Foto: André Stephan
Xiaoyi Jiang, University of Münster,Germany
Biomedical Imaging: A Galisonian Perspective for Sciences
In biology and medicine imaging has become an indispensable tool for basic research and clinical practice. Many image reconstruction, processing and analysis algorithms have been developed and successfully adopted to biomedical applications. The specific characteristics of biomedical image data have. motivated researchers to develop novel concepts and algorithms. This talk emphasizes the fundamental research view of biomedical computer vision and discusses a number of related challenges, concepts, and algorithms. In addition to the information processing view the imposing development in biomedical imaging also provides a driving force for sciences from a Galisonian perspective.
Shuicheng Yan, National University of Singapore
Deep Learning towards on-device AI
To be announced.
Color Contrast in the Aesthetic Image: An examination of the complex ways that color contrast manifests in paintings
A painting is a special class of image. Its every element has been crafted by the painter with obsessive attention to how its influences its visual impact. Informing this are formalities are near-limitless complexity, formalities which address such things as colour, content, texture and composition. Martin will be addressing one small corner of this complexity-domain: colour contrast. For the last ten years he has been working with a team of engineers attempting to identify and quantify the many different forms that colour contrast takes in the aesthetic domain. The work they did was uniquely co-dependant, with the artist and the engineers working side-by-side.

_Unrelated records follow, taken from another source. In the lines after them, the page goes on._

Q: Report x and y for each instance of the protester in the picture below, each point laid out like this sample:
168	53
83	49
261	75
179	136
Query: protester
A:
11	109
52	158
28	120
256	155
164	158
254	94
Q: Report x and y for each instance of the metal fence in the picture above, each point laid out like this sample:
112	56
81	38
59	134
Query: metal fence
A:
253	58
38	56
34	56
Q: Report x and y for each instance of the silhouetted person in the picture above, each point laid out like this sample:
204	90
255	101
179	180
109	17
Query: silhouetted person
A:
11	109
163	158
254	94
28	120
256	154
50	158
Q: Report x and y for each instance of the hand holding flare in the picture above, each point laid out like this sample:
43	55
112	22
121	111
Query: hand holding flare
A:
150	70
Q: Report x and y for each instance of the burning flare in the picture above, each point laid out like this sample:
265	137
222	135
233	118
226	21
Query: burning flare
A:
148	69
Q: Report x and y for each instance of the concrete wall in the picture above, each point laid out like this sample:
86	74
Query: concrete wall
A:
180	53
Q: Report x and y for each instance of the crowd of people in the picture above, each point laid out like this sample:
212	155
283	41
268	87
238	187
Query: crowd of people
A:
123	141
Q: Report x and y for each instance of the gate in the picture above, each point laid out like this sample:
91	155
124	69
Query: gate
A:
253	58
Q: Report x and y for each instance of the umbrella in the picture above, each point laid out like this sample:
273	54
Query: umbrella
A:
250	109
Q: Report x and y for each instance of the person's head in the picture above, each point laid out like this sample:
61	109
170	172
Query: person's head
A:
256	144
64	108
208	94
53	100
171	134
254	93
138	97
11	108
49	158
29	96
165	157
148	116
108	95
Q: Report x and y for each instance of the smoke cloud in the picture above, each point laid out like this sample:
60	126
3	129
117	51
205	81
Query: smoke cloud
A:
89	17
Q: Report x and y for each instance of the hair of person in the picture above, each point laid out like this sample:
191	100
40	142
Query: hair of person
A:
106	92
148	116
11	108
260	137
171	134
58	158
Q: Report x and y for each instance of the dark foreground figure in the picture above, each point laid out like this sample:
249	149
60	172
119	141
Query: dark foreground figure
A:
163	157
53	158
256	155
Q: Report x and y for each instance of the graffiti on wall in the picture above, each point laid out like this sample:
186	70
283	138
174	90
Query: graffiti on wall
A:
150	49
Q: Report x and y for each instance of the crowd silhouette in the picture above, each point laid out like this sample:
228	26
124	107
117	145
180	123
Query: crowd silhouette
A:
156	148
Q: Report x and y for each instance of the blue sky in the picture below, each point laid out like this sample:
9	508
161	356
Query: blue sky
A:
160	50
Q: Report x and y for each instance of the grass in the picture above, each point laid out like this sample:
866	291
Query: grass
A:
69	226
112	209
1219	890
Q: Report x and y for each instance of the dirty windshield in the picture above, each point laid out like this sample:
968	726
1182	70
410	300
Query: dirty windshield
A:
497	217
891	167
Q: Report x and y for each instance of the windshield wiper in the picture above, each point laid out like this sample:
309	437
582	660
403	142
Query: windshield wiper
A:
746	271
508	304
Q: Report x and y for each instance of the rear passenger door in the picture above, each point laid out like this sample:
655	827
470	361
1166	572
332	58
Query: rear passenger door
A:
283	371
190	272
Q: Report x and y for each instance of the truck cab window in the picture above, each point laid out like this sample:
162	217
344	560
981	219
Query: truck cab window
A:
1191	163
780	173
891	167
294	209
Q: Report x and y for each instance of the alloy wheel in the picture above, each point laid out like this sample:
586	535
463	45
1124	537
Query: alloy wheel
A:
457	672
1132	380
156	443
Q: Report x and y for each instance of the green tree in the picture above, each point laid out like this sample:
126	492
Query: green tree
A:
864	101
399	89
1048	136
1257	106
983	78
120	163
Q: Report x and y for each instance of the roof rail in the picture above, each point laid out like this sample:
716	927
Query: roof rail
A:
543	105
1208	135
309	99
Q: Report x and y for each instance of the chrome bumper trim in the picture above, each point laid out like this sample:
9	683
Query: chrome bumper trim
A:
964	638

Martin will begin by introducing Itten’s six colour contrasts, and the influence they have had on his work and related work by other researchers. He will then describe the six structural contrasts of painting: global contrast, local contrast, centre-corner contrast, regional contrast, neighbouring regional contrast and depth-aware contrast. Following this he will address a range of colour spaces: RGB, RYB, HSL and Munsell. These he will introduce as conceptual models: each addressing the colour experience in different ways, and each playing a different role in his research. He will conclude with an introduction to his ongoing research on global hue contrast, a topic he believes is ill-understood in the engineering domain.
With a photographic image being increasingly available to high-level manipulation, now seems a very apt time for this kind of research. What might we learn from artists? How, perhaps, might a photograph be aesthetically improved with reference to such information?